I have no idea, why or … well I just cannot put words into the randomness and wonderfullness of this print by Etsy artist, FullFrogMoon. So I will just use hers:
When the alarming news reached Capitol Hill that Cthulhu had been seen emerging from the sea near Atlantic City, alert Congressional aides who were familiar with the writings of H.P. Lovecraft recognized the significance of this event and promptly sprang into action. Recalling their 20th century literature studies at Yale, the young staffers immediately informed Committee members of Cthulhu’s presence on dry land.
The Senate Committee on Banking, Housing, and Urban Affairs proceeded to issue a subpoena ordering Cthulhu to appear before the Committee to testify about the specifics concerning his use of TARP funds to bail out insolvent lenders in his undersea dominion. Specifically, the committee requested details concerning the circumstances surrounding the concessional rate financing granted to questionable contractors engaged in the rehabilitation of Cthulhu’s sunken city of R’lyeh.

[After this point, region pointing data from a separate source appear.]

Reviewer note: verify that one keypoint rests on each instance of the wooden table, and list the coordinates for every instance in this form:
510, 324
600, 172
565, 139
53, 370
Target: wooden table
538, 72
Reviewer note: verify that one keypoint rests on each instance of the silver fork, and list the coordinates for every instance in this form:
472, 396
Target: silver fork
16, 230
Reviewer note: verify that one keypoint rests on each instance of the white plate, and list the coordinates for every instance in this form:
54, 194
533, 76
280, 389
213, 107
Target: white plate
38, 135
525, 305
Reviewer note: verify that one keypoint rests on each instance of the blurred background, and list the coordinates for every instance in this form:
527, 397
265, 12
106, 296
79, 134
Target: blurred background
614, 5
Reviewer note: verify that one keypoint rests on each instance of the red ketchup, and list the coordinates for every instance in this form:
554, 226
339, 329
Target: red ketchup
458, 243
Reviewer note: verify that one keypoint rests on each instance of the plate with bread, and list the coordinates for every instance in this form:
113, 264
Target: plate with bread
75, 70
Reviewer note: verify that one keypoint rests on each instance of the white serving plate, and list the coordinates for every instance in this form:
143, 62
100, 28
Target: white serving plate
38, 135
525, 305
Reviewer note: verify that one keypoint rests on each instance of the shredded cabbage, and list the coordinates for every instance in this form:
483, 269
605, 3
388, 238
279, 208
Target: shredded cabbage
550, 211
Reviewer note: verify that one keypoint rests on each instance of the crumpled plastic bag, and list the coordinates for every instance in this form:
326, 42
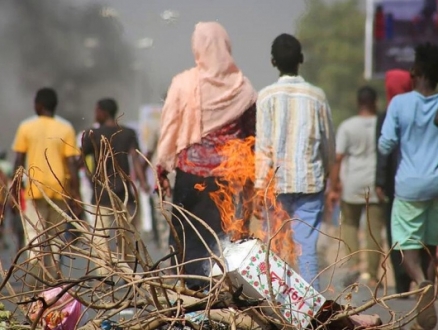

Cthulhu remarked “How in the world can I be expected to assess the creditworthiness of a creature that is little more than a protoplasmic mass resembling a collection of glowing bubbles?” He then promptly asserted his Fifth Amendment privilege against self-incrimination and refused to provide any further information. Conscious of Cthulhu’s reputation as a destroyer of worlds and his appetite for feeding on the souls of humans, the Committee avoided pressing Cthulhu too hard about the TARP funds and instead graciously agreed to sponsor legislation providing the citizens of R’lyeh with a follow-on stimulus package to ensure that all structures in the city are brought up to Neptunian code.